A similar pattern of doubly charged ions was seen with the fucosylated glycans released from glycoproteins obtained from human parotid glands (Fig. 4). The profile of the singly charged glycans (Fig. 4b) was dominated by bi-antennary and hybrid glycans with varying numbers of fucose residues and containing relatively weak signals from the more highly fucosylated glycans. By contrast, the penta-fucosylated bi-antennary glycan (16) dominated the spectrum of the doubly charged ions (Fig. 4c) with additional sets of polyfucosylated tri- and tetra-antennary glycans, a few of which, such as the nona-fucosylated tetra-antennary glycan (17), do not appear to have been reported before from salivary glycoproteins [46, 58, 59]. The inset to panel c shows a vertically enlarged portion of the upper mass range. Also, marked with broken lines is a series of ions attributable to hexose oligomers but the specific compounds producing these ions were not identified.
Negative ion nESI spectra of N-Glycans released from parotid gland glycoproteins. (a) Total profile. (b) Mobility-extracted singly charged ions (M + H2PO4]-). (c) Mobility-extracted doubly charged ions ([M + (H2PO4)2]2-). The inset shows a vertically magnified region from m/z 1800 showing doubly charged [M2 + (H2PO4)2]2- ions and a series of unidentified ions separated by hexose units (dashed lines
Ions of type [Mn +(H2PO4)n]n-
Most reference glycans were observed to form [M2 + (H2PO4)]2- ions when examined at concentrations greater than about 1 μg/μL. In addition, the larger ones, such as Glc1Man9GlcNAc2 (4), were found to form even larger clusters at higher charge states such as [M3 + (H2PO4)3]3- and [M4 + (H2PO4)4]4-, that were easily separable by ion mobility. Glycans from AGP were also found to form doubly, triply, and quadruply charged ions as shown above in Fig. 3c, d, and e. The dimeric ion formed from two triantennary glycans (19, m/z 2102) from AGP was detected by its isotope peaks that were clearly visible among the peaks from the singly charged ion (inset, Figs. 2a and 3a).

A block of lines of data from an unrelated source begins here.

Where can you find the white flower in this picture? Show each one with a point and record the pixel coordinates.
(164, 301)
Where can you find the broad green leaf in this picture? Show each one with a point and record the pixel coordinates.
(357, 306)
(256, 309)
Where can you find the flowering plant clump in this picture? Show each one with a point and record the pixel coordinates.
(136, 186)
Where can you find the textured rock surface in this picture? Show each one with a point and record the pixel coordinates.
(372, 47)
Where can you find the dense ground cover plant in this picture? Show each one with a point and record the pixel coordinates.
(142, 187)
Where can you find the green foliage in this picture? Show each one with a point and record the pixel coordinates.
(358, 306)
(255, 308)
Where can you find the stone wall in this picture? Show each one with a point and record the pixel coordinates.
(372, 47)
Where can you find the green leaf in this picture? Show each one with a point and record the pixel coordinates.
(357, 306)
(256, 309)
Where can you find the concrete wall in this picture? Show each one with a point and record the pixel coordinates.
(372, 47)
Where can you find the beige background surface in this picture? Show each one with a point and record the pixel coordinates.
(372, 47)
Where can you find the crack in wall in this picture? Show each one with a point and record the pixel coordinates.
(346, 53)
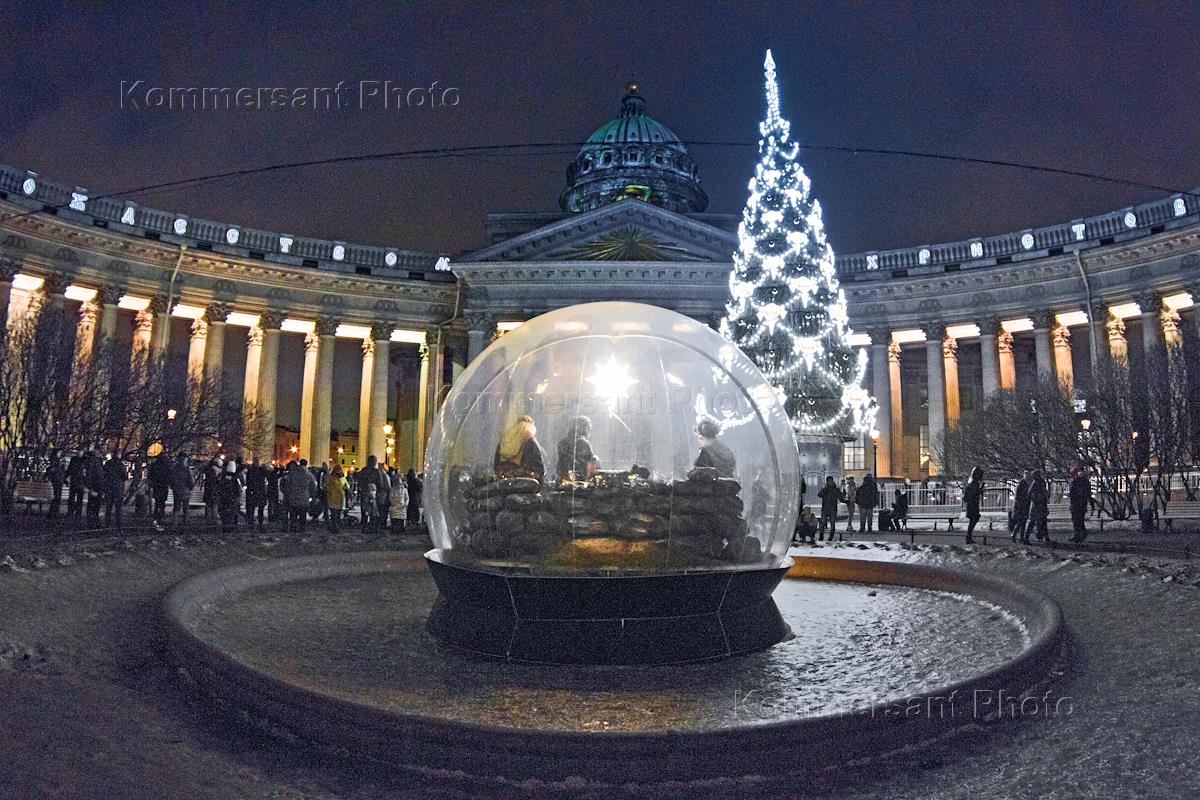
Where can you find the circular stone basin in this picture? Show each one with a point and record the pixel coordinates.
(334, 650)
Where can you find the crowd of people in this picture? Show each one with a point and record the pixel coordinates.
(233, 492)
(1027, 516)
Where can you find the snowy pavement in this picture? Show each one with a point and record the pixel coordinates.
(88, 709)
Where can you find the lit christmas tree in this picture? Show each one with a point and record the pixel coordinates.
(786, 310)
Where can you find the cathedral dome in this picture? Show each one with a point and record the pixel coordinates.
(633, 156)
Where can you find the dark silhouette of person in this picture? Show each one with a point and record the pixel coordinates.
(714, 452)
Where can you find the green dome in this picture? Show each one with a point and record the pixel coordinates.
(633, 156)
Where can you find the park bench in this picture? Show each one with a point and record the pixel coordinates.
(31, 493)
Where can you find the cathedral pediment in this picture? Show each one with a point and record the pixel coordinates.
(629, 230)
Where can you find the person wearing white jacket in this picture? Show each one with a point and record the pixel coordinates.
(397, 503)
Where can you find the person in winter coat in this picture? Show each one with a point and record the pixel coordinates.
(181, 482)
(399, 504)
(867, 498)
(256, 494)
(972, 498)
(1039, 509)
(94, 481)
(831, 495)
(415, 487)
(298, 488)
(76, 486)
(114, 476)
(337, 488)
(57, 474)
(159, 476)
(850, 497)
(1079, 494)
(1020, 517)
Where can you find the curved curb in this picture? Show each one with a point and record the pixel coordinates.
(420, 741)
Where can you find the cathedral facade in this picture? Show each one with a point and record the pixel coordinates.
(945, 324)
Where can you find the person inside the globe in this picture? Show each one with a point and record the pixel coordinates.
(713, 452)
(575, 457)
(519, 452)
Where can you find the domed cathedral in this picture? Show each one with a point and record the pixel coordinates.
(945, 325)
(633, 156)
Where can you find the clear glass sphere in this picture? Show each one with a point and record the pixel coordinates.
(612, 437)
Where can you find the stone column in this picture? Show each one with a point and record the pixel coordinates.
(1151, 305)
(85, 346)
(480, 326)
(139, 356)
(935, 364)
(55, 288)
(311, 343)
(323, 392)
(423, 404)
(9, 270)
(897, 405)
(365, 398)
(250, 391)
(1007, 360)
(881, 340)
(1062, 361)
(376, 438)
(1043, 322)
(951, 356)
(989, 355)
(196, 352)
(1119, 346)
(214, 349)
(268, 371)
(160, 335)
(108, 299)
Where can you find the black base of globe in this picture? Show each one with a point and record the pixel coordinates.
(641, 619)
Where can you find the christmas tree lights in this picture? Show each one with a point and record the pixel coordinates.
(786, 310)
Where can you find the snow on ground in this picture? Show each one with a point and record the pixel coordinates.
(88, 709)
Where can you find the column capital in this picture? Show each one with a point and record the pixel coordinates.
(1150, 302)
(381, 330)
(9, 270)
(217, 312)
(55, 283)
(1043, 319)
(951, 349)
(109, 295)
(271, 319)
(880, 336)
(1171, 324)
(1005, 343)
(479, 320)
(327, 326)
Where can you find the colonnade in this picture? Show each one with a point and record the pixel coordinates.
(211, 323)
(1051, 330)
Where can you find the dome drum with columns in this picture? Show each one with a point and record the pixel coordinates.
(945, 325)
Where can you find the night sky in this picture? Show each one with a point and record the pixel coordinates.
(1091, 88)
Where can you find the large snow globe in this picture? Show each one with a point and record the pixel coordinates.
(609, 440)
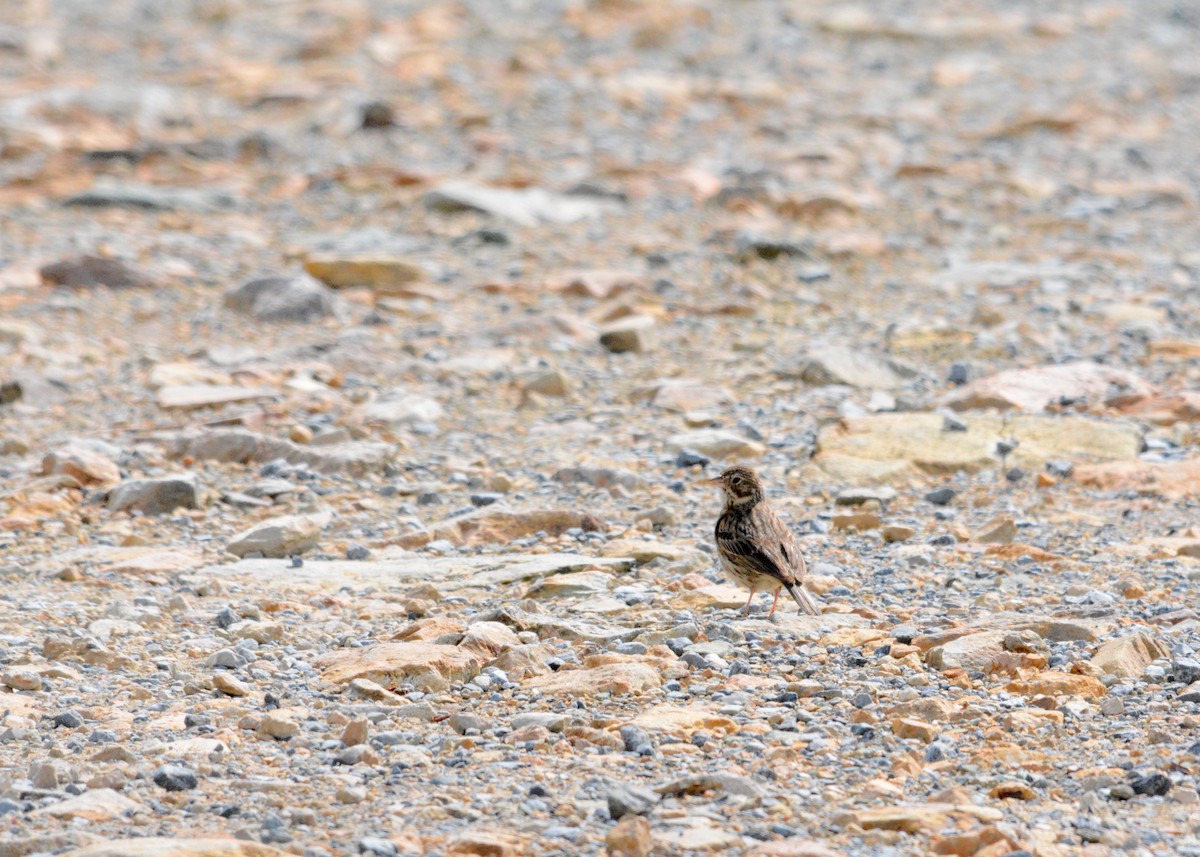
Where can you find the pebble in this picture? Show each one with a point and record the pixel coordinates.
(175, 778)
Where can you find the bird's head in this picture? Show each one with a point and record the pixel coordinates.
(739, 485)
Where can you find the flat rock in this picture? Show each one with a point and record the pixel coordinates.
(927, 817)
(429, 666)
(893, 445)
(527, 207)
(111, 193)
(282, 299)
(95, 271)
(84, 465)
(447, 574)
(684, 721)
(611, 678)
(715, 443)
(1050, 683)
(1173, 479)
(796, 846)
(573, 585)
(693, 834)
(192, 396)
(169, 846)
(1039, 388)
(849, 366)
(387, 275)
(95, 804)
(1128, 657)
(402, 408)
(629, 334)
(973, 652)
(280, 537)
(492, 525)
(245, 447)
(160, 496)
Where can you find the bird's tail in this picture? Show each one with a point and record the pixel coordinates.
(805, 601)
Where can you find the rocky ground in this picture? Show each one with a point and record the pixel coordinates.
(359, 363)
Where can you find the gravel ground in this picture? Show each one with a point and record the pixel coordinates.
(359, 363)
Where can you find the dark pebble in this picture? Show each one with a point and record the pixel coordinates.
(67, 719)
(175, 778)
(940, 496)
(689, 457)
(1156, 784)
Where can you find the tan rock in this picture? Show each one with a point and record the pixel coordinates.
(487, 844)
(681, 395)
(898, 533)
(429, 666)
(859, 522)
(931, 708)
(390, 275)
(972, 652)
(550, 383)
(229, 685)
(851, 366)
(1128, 657)
(911, 727)
(1174, 479)
(573, 583)
(193, 396)
(693, 834)
(168, 846)
(594, 282)
(613, 678)
(684, 721)
(275, 725)
(431, 628)
(85, 466)
(1042, 387)
(279, 537)
(525, 661)
(852, 636)
(96, 804)
(489, 639)
(491, 526)
(1012, 790)
(629, 334)
(717, 443)
(919, 817)
(999, 531)
(796, 846)
(630, 837)
(889, 445)
(1057, 684)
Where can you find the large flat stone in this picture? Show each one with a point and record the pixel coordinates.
(892, 445)
(1042, 387)
(445, 573)
(429, 666)
(169, 846)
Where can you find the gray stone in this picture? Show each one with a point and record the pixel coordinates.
(245, 447)
(282, 299)
(94, 271)
(112, 193)
(630, 799)
(175, 778)
(159, 496)
(527, 207)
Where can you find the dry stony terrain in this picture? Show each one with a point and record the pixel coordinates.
(360, 360)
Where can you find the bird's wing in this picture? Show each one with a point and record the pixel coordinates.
(766, 546)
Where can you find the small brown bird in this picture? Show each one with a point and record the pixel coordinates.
(757, 550)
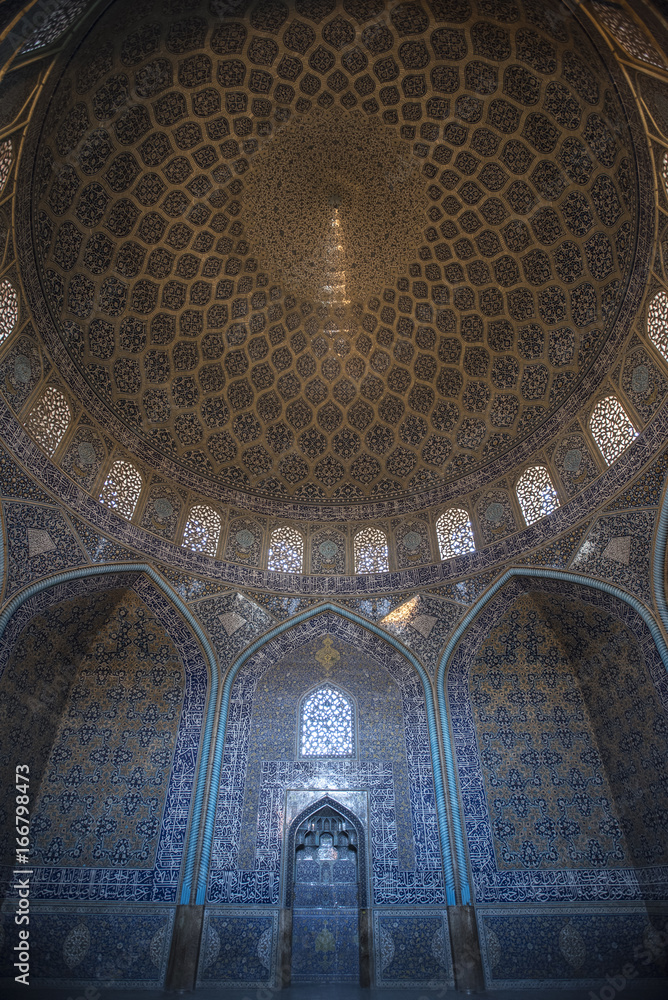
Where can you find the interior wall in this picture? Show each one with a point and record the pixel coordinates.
(388, 785)
(120, 689)
(562, 703)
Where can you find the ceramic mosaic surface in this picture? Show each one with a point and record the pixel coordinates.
(148, 749)
(544, 778)
(238, 948)
(79, 946)
(412, 949)
(559, 947)
(404, 851)
(396, 361)
(469, 191)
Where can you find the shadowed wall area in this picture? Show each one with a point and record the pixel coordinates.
(102, 696)
(569, 773)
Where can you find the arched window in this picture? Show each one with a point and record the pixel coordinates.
(611, 428)
(536, 494)
(202, 530)
(327, 724)
(5, 162)
(371, 551)
(657, 316)
(286, 550)
(9, 308)
(454, 532)
(629, 35)
(49, 419)
(55, 24)
(122, 488)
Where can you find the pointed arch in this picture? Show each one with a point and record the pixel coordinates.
(194, 887)
(327, 800)
(198, 659)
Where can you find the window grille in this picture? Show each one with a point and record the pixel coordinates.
(611, 428)
(286, 550)
(9, 308)
(202, 530)
(454, 532)
(327, 724)
(49, 419)
(371, 551)
(536, 494)
(122, 488)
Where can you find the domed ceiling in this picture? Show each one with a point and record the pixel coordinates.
(330, 251)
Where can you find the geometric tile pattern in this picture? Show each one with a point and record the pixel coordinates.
(82, 946)
(562, 947)
(525, 787)
(238, 948)
(412, 948)
(119, 879)
(39, 542)
(619, 547)
(515, 217)
(248, 776)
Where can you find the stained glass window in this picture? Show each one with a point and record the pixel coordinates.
(454, 532)
(55, 24)
(371, 551)
(49, 419)
(536, 494)
(327, 724)
(5, 162)
(628, 34)
(611, 428)
(9, 308)
(286, 550)
(202, 530)
(657, 318)
(122, 488)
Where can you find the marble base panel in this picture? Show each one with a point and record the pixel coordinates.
(239, 948)
(103, 946)
(325, 945)
(573, 947)
(412, 949)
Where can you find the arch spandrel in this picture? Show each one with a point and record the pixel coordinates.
(618, 641)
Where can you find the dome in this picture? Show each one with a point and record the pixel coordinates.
(302, 256)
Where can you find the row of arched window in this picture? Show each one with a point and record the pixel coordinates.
(610, 426)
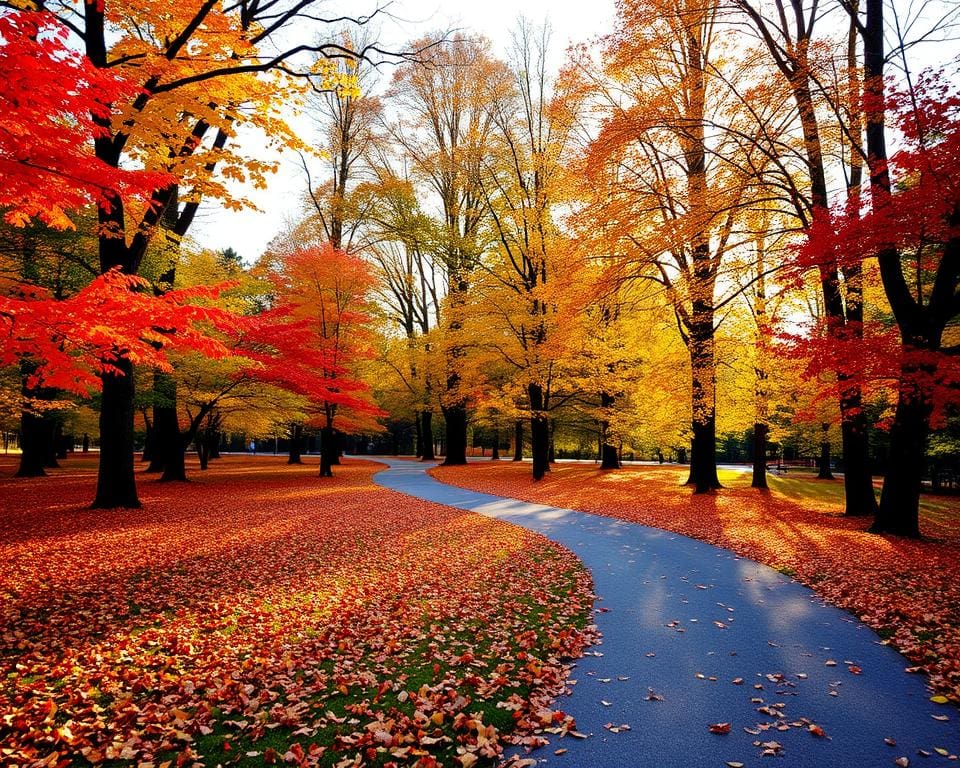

Mixed dimeric ions appeared at m/z values such as m/z 1920 ((Hex5GlcNAc4) + Hex6GlcNAc5) + (H2PO4)2) and at m/z 2285.3 ((Hex6GlcNAc5) + (Hex7GlcNAc6) + (H2PO4)2). The ion in Fig. 3c at m/z 2175.7 contains one fucose residue additional to the dimer at m/z 2102.4 and was formed by a combination of the triantennary glycan 19 and its fucosylated analog (mainly 21). The ion at m/z 2248.7 contains two fucose residues and a composition corresponding to two triantennary glycans. Compositions of the higher mass ions are as labelled in the figure. Combinations with the larger glycans greatly increased the relative abundance of these ions making the presence of these larger glycans easier to detect than in the spectra of the singly charged glycans. Three types of triply charged ions were observed (Fig. 3d) with compositions of [M2 + (H2PO4)3]3-, [M3 + (H2PO4)3]3-, and [M4 + (H2PO4)3]3-, and quadruply charged ions appeared as [M4 + (H2PO4)4]4-, [M5 + (H2PO4)4]4- species. Further investigations of all of these ions were made by CID as discussed below.
CID spectra
Singly charged ions
The CID spectra of the singly charged [M – H]- ions of the neutral glycans paralleled that of the [M + H2PO4]- ions because the first stage of fragmentation of the latter ions involves proton removal by the anion to leave the [M - H]- ion. Representative spectra are shown in Fig. 5a (M9GlcNAc2, [M + H2PO4]- ion), Fig. 5c (Man9GlcNAc2, [M – H]- ion), Fig. 6a (Man6GlcNAc2, [M + H2PO4]- ion), and Fig. 6b (Man6GlcNAc2, [M – H]- ion). The nature of the Cl-, NO3-, and H2PO4- anions was found to make negligible difference on the appearance of the spectra although larger anions such as Br- and I- produced less fragmentation. Full details of the diagnostic ions that can be formed in these negative ion spectra can be found in earlier publications [20, 52,53,54,55, 60]. Briefly, referring to Fig. 5a, the structure of the N,N’-di-acetylchitobiose core region, including the presence of absence of fucose, was defined by 2,4AR, BR-1, and 2,4AR-1 ions (m/z 1720.5, 1660.5, and 1517.4, respectively); the non-reducing residues produced C1 fragments (m/z 179) and the composition of the 6-antenna was defined by D and D-18-type ions (m/z 971.3 and 953.3 respectively), formed by loss of the N,N’-di-acetylchitobiose core and the d1 antenna (also called the 3-antenna), accompanied by 0,4A3 and 0,3A3 cross-ring fragments at m/z 899.3 and 869.3, respectively, appearing in the center region of the spectra (terms such as 3-antenna and d1 antenna are defined in Fig. 5a).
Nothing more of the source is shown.